Macro-economic conditions
The macroeconomic conditions of the United States also have a significant impact on the market. Currently, the country’s unemployment rate remains low, inflation continues to decline, unemployment benefits remain steady, and wages have stagnated. These factors provide a reason for the Fed to lower interest rates. It is expected that we will see a drop in interest rates in 2024 and 2025, which will lower the capital cost of enterprises, drop debt interest rates for consumers, and provide longer funds for risky assets.
VC Reserve Fund
In 2021 and 2022, over 10 billion dollars of long-focused Cryptocurrency funds were successfully raised. These funds typically have a 3-4 year capital deployment timeline. Due to the influence of FTX, many long funds are cautious in their investments at the end of 2022 and the beginning of 2023. However, the recent market pump has caught many long venture capital firms off guard, resulting in a significant amount of reserves remaining on the sidelines in this round of the cycle. Many reserves will be actively deployed in the first and second quarters of 2024.
A more explicit regulatory environment
Finally, changes in the regulatory environment have also had a significant impact on the market. Although upcoming regulations may be controversial, clear rules can drop market uncertainty. The EU’s MiCA has already been launched, and the US has long-term bills on market structure, banking services, and stablecoins. If the Republican Party wins the presidency and the Senate, these bills will be quickly enacted in the first quarter of 2024.
Longer and with lower volatility
Overall, we believe that this cycle is likely to be longer and less volatile than previous cycles. Large assets will lead the way, and the large reserve funds of venture capital firms will support a range of new projects, but we still need new net buyers to support longer assets. Although we have gained many buyers through ETFs, these buyers are unlikely to be on-chain users who support the valuation of other tokens.
Market assets lead the rise, ‘altcoin season’ no longer
We expect that in this round of the cycle, large assets will lead the way, while the volatility of long-tail assets will be greater.
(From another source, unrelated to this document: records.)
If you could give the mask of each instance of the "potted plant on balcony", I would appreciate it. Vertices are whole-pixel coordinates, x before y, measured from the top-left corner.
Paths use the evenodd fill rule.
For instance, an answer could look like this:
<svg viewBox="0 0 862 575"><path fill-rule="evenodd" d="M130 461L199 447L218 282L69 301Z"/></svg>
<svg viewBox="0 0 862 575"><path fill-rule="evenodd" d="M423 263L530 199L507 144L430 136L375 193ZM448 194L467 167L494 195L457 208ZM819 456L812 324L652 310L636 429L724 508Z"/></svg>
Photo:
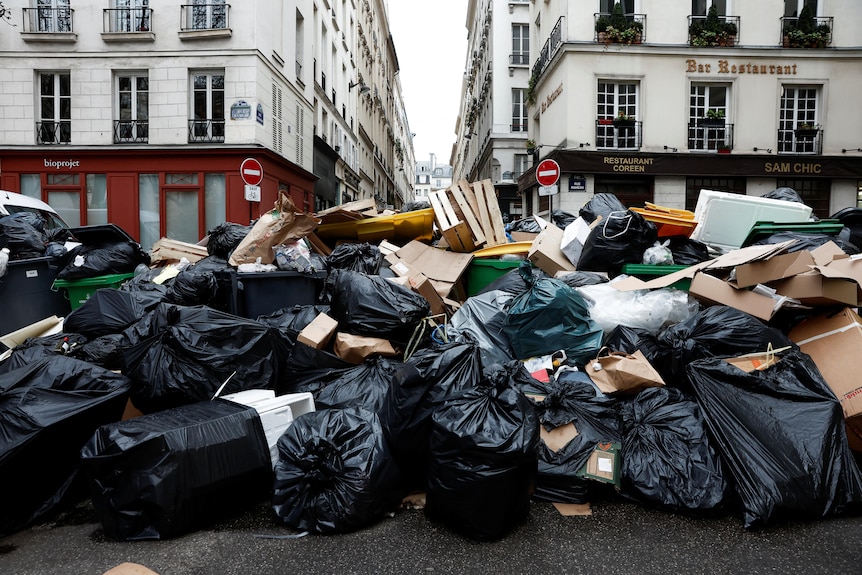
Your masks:
<svg viewBox="0 0 862 575"><path fill-rule="evenodd" d="M730 153L730 146L728 146L727 144L724 144L724 143L719 144L717 151L719 154L729 154Z"/></svg>
<svg viewBox="0 0 862 575"><path fill-rule="evenodd" d="M614 127L615 128L634 128L635 127L635 119L633 116L629 116L625 114L622 110L619 111L616 118L614 118Z"/></svg>
<svg viewBox="0 0 862 575"><path fill-rule="evenodd" d="M688 28L692 46L735 46L736 24L722 20L715 4L709 7L706 20L695 20Z"/></svg>
<svg viewBox="0 0 862 575"><path fill-rule="evenodd" d="M698 124L704 128L722 128L724 127L724 110L710 108L706 111L703 118Z"/></svg>
<svg viewBox="0 0 862 575"><path fill-rule="evenodd" d="M524 142L524 147L527 148L527 153L532 156L533 153L536 151L536 140L530 138L529 140Z"/></svg>
<svg viewBox="0 0 862 575"><path fill-rule="evenodd" d="M820 126L811 122L801 122L796 124L794 133L797 138L813 138L820 131Z"/></svg>
<svg viewBox="0 0 862 575"><path fill-rule="evenodd" d="M796 22L785 23L783 45L785 48L825 48L831 33L828 24L817 25L811 7L806 4Z"/></svg>
<svg viewBox="0 0 862 575"><path fill-rule="evenodd" d="M640 44L643 37L643 24L630 21L617 2L610 16L599 16L596 20L596 37L604 44Z"/></svg>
Many top assets may be included in institutional products. Compared to past cycles, many small or emerging protocols will go to zero as competition for capital intensifies. In this round of the cycle, there will be significant differentiation in the investment and performance of long-tail protocols.
Choosing and focusing are crucial
In this cycle, asset selection is more important than ever. The old method of “casting a wide net” no longer works. Due to the increase in supply, attention is almost as important as fundamentals (even more important in some verticals). Investors should focus on following seed and A rounds in verticals and protocols.